Tympanometry results Baseline (pre-radiotherapy), and at 3 month, 6 months, and 12 months after completion of radiotherapy. Middle ear function is assessed by tympanometry. Results will be categorized according to standard Jerger classification: Type A (normal), Type B (flat, suggesting effusion), and Type C (negative pressure, suggesting Eustachian tube dysfunction). The distribution of tympanogram types, actual tympanometric peak pressure values (in daPa), and static acoustic compliance values (in mL) will be compared between groups at each timepoint. The primary focus is on the incidence of abnormal tympanograms (Type B or C). Additionally, the conversion rate from an abnormal tympanogram to a normal Type A tympanogram will be analyzed as a measure of recovery.

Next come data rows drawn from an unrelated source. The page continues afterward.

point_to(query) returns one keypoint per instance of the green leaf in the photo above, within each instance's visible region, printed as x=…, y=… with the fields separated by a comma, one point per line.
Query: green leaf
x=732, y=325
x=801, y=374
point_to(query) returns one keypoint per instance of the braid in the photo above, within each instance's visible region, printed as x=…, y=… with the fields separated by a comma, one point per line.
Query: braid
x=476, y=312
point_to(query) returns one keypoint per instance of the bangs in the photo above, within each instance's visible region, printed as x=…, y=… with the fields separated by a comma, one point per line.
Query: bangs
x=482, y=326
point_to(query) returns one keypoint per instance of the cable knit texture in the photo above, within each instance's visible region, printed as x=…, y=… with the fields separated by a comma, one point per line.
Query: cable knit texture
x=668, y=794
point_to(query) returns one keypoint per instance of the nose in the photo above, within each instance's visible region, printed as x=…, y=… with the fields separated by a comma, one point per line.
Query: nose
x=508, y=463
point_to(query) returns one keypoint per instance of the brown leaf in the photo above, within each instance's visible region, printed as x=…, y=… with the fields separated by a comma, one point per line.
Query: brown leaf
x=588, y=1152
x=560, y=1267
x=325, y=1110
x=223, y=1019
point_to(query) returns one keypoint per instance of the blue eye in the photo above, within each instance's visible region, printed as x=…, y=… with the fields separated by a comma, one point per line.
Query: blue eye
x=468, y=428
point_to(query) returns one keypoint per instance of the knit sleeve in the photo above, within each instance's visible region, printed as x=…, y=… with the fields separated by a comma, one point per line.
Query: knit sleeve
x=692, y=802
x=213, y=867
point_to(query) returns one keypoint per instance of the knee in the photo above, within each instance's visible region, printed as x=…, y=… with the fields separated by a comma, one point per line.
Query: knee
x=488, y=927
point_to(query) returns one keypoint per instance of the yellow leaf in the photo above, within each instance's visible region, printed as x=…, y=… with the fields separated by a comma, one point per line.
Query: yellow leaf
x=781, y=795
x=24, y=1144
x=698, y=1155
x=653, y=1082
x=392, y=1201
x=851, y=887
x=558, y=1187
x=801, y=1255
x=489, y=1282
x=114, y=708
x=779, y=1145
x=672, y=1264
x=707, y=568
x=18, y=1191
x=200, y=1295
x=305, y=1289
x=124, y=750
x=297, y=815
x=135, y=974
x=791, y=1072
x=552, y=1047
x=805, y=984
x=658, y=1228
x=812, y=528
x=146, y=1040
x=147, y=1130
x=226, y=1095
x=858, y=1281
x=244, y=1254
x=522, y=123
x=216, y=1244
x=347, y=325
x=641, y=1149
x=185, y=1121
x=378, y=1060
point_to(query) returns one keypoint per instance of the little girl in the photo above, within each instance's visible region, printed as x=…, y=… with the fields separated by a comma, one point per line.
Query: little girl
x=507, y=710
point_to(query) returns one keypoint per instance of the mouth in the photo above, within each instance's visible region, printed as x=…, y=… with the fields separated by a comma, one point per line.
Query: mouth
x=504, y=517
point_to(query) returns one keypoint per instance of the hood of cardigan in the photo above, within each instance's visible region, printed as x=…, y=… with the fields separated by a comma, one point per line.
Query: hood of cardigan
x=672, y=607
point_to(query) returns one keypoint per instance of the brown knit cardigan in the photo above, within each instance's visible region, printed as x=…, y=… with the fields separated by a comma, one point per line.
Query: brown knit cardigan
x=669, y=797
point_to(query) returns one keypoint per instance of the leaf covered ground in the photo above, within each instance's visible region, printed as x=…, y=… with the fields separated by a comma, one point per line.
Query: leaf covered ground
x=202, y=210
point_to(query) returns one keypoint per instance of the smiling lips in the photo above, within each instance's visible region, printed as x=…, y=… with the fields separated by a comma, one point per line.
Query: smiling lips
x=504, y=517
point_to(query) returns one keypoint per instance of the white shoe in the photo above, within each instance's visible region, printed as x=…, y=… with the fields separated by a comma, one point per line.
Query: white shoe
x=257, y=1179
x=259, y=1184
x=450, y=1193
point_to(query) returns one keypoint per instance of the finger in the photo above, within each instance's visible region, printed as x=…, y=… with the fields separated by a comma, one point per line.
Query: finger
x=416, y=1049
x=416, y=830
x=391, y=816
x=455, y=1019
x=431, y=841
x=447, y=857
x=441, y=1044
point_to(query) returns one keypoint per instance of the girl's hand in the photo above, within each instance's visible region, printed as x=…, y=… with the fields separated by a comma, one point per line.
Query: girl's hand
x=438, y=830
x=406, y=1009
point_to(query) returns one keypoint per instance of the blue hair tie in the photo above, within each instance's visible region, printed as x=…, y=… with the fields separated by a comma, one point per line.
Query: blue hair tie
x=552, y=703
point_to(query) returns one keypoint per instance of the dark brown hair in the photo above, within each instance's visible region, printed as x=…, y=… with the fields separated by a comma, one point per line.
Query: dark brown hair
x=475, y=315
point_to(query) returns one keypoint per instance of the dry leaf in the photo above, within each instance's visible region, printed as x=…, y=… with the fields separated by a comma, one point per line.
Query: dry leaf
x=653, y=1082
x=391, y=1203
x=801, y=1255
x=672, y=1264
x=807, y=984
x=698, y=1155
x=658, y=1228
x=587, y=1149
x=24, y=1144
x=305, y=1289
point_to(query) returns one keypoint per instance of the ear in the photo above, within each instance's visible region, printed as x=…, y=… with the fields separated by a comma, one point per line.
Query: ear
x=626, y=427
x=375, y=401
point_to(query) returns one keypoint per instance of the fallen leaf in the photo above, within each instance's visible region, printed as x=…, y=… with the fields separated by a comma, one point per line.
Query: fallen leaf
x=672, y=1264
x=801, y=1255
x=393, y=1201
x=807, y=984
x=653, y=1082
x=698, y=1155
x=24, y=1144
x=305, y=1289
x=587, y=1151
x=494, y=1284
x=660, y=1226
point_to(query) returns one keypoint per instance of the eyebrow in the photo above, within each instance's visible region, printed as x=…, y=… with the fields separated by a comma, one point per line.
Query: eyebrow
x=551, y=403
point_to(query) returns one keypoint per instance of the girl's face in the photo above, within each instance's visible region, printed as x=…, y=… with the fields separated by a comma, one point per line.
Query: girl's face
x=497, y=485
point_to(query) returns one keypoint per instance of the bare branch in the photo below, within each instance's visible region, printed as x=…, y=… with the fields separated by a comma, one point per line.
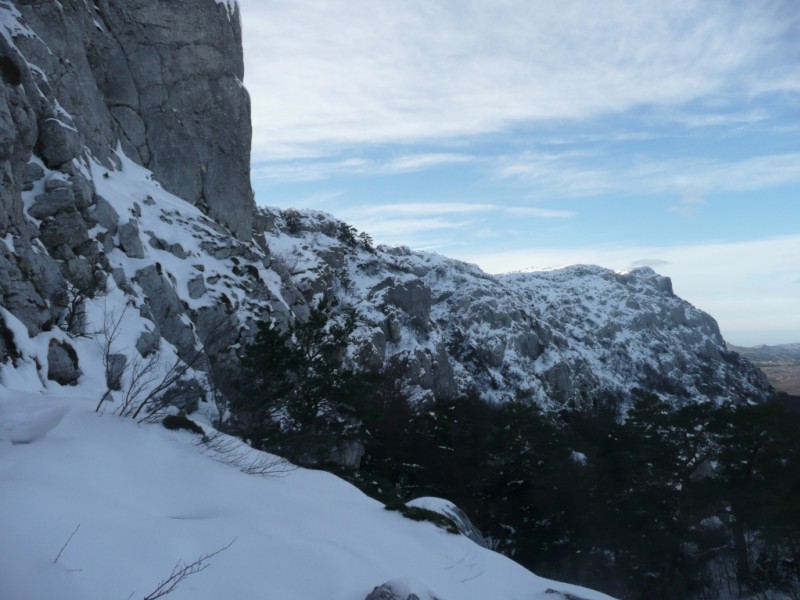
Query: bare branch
x=181, y=571
x=69, y=539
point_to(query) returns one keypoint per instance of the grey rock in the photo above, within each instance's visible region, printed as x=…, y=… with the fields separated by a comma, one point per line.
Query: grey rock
x=184, y=395
x=20, y=297
x=64, y=229
x=31, y=172
x=197, y=287
x=129, y=240
x=167, y=312
x=59, y=143
x=62, y=363
x=148, y=342
x=105, y=214
x=388, y=591
x=115, y=369
x=414, y=298
x=348, y=454
x=52, y=203
x=459, y=518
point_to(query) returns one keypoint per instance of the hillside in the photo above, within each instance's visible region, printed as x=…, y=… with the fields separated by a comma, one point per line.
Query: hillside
x=136, y=271
x=781, y=364
x=143, y=498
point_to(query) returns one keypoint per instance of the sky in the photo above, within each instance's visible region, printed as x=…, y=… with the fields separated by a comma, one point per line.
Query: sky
x=520, y=134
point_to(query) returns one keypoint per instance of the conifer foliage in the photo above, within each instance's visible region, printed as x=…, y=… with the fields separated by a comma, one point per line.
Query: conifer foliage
x=295, y=395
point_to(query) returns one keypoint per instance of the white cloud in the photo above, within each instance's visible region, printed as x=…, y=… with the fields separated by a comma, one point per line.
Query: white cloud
x=689, y=177
x=542, y=213
x=688, y=206
x=316, y=169
x=749, y=287
x=323, y=75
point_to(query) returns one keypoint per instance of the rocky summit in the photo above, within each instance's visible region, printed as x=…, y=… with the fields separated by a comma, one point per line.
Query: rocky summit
x=124, y=154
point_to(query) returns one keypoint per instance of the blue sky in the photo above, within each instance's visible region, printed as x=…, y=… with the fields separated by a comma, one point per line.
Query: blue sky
x=532, y=133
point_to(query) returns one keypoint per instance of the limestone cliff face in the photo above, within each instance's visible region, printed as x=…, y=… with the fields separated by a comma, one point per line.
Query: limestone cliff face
x=162, y=79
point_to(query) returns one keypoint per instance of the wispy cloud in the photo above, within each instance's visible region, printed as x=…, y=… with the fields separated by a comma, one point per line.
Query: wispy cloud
x=746, y=286
x=654, y=263
x=688, y=206
x=312, y=169
x=688, y=177
x=404, y=222
x=542, y=213
x=323, y=76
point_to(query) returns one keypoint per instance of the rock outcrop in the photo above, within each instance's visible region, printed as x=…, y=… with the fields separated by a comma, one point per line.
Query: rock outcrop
x=127, y=219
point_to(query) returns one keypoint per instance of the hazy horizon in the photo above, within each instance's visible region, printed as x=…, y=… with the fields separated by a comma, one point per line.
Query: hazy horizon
x=529, y=134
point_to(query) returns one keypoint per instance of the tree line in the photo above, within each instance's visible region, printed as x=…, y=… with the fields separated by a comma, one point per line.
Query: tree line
x=695, y=501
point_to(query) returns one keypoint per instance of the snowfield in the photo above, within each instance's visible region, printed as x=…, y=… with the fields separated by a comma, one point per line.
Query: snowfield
x=144, y=498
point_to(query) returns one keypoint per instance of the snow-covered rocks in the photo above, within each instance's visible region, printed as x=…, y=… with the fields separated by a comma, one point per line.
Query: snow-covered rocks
x=145, y=498
x=25, y=419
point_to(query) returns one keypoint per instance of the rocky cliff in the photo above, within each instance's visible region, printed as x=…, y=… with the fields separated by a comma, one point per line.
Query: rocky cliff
x=128, y=224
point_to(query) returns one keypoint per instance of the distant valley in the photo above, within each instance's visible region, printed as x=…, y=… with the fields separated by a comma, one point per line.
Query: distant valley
x=780, y=363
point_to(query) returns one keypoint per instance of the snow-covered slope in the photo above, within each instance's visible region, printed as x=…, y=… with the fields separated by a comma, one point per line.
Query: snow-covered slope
x=580, y=336
x=143, y=498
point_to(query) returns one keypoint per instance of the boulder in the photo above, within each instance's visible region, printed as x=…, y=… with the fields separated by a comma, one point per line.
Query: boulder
x=62, y=363
x=58, y=143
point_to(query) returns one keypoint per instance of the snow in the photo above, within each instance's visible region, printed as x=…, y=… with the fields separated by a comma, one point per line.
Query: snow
x=143, y=498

Change in disease-specific quality of life scores Baseline (pre-radiotherapy), and at 3 months, 6 months, and 12 months after completion of radiotherapy. Description \[\*\] The impact on quality of life is assessed using two validated patient-reported outcome measures: the EORTC QLQ-H\&N35 module (specific to head and neck cancer patients) and the ETDQ-7 questionnaire (specific to Eustachian tube dysfunction). The QLQ-H\&N35 assesses symptoms and social function, while the ETDQ-7 focuses on ear-related symptoms. Change scores from baseline for each questionnaire will be calculated. A decrease in the score represents an improvement in symptoms and quality of life. The mean change in scores at each post-radiotherapy timepoint will be compared between the two study arms.